Возможно, он просто не может почувствовать, что ему жарко. Не надо ему помогать по бытовым пустякам. Смутно догадываюсь, что его это оскорбляет, и перебарываю в себе псевдоматеринские порывы.
Говорю: «Доставай, пиши. Ты напишешь, а я потом скажу тебе, какой была твоя тема». Вася выдерживает паузу. Потом возникает его удивительная речь: «Твоя тема, матема. Математика, твоя». Мы общаемся по касательной. Я тоже отворачиваюсь от него. Я знаю, Васе слишком остро смотреть на меня, моя блузка его и радует, и сбивает. Но он сейчас со мной. Я чувствую его тепло. Словно мы – две варежки на резинках, какие когда-то носили его бабушка или мои родители. Вася теплый, резинка короткая и еще не растянулась. Мне хочется его обнять, но я резко бью себя внутри по рукам. Я говорю, глядя в сторону, в окно, где колеблется ветка и колышется мелкая листва (о, Вася, как я хочу помочь тебе!): «Ты и так знаешь, о чем она. Ты догадываешься обо всем. Пиши».
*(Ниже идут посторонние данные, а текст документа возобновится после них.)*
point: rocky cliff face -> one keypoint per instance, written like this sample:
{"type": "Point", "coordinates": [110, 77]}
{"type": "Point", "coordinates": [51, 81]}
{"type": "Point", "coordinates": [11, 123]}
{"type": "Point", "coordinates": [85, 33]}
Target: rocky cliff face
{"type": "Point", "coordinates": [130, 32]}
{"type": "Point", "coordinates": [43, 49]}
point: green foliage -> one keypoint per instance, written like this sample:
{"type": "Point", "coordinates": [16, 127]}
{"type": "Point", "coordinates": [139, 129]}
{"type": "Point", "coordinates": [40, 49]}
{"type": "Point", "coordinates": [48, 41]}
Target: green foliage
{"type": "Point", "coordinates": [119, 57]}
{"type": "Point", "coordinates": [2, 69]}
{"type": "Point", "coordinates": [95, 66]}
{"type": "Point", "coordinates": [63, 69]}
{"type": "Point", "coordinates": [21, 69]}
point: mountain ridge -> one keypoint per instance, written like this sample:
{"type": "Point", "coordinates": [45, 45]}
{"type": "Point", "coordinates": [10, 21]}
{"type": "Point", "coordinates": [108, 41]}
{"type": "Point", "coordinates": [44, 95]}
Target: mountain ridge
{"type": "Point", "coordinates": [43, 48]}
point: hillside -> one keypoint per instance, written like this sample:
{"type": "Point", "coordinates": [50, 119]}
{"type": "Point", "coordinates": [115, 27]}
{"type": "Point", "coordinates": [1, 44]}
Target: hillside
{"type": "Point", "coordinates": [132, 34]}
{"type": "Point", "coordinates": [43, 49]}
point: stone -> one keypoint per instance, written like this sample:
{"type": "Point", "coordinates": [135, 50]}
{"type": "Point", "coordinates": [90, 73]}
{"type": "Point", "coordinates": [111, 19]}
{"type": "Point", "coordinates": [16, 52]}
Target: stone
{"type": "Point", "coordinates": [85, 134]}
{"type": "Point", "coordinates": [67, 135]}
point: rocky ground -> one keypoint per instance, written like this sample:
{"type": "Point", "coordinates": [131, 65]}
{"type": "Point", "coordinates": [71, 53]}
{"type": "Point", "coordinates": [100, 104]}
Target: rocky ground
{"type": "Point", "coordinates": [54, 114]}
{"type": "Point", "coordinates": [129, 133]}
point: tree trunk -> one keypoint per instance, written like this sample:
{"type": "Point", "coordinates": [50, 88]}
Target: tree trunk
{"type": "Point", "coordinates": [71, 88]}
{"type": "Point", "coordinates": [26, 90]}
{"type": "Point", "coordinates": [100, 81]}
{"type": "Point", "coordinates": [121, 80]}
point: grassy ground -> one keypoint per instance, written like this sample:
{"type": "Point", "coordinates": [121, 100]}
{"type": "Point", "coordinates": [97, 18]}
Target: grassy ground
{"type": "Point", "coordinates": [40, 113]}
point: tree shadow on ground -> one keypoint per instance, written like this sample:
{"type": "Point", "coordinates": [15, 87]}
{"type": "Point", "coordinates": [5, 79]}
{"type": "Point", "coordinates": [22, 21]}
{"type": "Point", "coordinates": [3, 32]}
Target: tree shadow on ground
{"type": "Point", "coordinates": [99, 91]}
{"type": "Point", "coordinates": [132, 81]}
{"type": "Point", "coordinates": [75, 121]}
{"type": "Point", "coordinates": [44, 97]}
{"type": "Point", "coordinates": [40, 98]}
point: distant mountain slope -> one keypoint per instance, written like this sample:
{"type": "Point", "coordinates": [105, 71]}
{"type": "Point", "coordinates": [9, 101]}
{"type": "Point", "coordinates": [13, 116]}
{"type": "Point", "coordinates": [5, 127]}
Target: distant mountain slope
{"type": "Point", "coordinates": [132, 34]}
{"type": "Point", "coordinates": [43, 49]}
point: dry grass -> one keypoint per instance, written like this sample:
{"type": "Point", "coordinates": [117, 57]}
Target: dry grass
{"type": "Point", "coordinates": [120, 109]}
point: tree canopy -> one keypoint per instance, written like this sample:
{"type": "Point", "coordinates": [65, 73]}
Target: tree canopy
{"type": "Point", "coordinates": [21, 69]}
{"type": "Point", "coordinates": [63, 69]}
Некоторая шоковая терапия здесь возможна, но только точечно.
Я не менее застенчива, чем Вася, несмотря на склонность к экстравагантным нарядам и поступкам. И Вася это чувствует. На миг он поднимает на меня свои невероятные глаза с опущенными уголками. Ореховые, охровые, небывалые глаза. И уходит в расстегивание рюкзачного кармана.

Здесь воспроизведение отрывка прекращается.